Home Editor's Picks THINKspot opens at Mesa Main Library, key component of Downtown Innovation District

THINKspot opens at Mesa Main Library, key component of Downtown Innovation District

Councilmember Jeremy Whittaker and Mayor John Giles look at the library's 3-D printer creations with Cherise Mead. (City of Mesa)

THINKspot, a high-tech makerspace, is now open at the Mesa Main Library, 64 E. First St., in the city’s emerging Downtown Innovation District. THINKspot offers residents, entrepreneurs, educators and students tools to work on individual projects or collaboratively share their ideas.

THINKspot logo next to entrance at the Mesa Main Library. (City of Mesa)

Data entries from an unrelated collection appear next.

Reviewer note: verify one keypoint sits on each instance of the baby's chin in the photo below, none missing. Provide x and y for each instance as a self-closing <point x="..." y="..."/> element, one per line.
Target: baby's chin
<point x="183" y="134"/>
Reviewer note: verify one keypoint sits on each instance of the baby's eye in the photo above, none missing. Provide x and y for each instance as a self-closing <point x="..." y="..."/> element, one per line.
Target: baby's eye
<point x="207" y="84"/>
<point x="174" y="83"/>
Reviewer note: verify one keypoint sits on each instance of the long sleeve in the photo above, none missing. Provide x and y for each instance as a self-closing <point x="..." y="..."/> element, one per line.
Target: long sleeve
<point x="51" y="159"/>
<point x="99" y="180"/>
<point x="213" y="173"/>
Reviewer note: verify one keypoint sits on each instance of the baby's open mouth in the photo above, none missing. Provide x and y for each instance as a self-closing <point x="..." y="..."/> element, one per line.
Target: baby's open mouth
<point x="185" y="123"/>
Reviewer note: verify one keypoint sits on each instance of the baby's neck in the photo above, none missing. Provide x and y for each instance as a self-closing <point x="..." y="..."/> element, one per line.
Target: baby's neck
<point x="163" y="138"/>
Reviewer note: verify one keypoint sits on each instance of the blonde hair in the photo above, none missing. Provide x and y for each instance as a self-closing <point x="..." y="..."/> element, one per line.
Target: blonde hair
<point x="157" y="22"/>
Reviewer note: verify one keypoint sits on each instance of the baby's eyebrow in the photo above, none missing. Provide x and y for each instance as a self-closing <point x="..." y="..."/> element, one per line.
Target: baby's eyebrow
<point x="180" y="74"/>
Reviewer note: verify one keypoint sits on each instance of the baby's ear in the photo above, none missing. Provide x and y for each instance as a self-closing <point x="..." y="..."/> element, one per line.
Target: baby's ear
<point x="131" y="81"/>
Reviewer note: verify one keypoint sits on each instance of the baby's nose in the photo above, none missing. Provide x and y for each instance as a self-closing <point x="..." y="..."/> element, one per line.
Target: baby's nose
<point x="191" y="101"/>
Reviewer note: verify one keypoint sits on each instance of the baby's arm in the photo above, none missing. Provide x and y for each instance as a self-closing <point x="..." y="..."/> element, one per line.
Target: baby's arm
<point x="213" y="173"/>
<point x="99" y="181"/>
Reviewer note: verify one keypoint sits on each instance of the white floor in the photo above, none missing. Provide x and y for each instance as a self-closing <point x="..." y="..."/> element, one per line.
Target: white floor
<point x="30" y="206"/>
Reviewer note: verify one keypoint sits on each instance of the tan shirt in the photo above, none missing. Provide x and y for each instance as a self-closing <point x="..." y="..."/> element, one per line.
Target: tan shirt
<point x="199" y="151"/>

“THINKspot at the Mesa Main Library adds a perfect element to our growing Downtown Innovation District,” Mayor John Giles said. “The resources available at THINKspot can help bring any idea to life and give students, tinkerers and businesses the ability to create without having to invest in expensive equipment.”

THINKspot has more than 2,900 square feet of space. It includes two 3-D printers; a wood carving machine; a vinyl cutter; two state-of-the-art sewing machines and a photo/video studio that includes a green screen, a Canon digital camera and an iMac with video and audio editing software installed.

“I could not be more excited that THINKspot has come to the Main Library,” Councilmember Chris Glover said. “This will truly be a point of pride for our residents here in downtown. It is high-tech, state-of-the-art and a really fun and innovative addition to our area. I know the impact it has had at Red Mountain and I expect nothing less here at the Main Library.”

THINKspot will offer free online and hands-on training for all the equipment, which will be available for anyone 12 years and older to use. For a listing of trainings and programs offered, visit www.mesalibrary.org/THINKspot.

“THINKspot is a great way to cultivate innovation in our community by providing the resources to make dreams become reality. Since 2013, THINKspot at Red Mountain Library has been a national model of how libraries can transform communities and we know THINKspot at Main will do the same,” Mesa Public Library Director Heather Wolf said.

Funding for construction of THINKspot at the Main Library was from the Salt River Pima Maricopa Indian Community and federal Community Development Block Grant funds. Money raised from the sale of used books will be used to furnish and equip the room.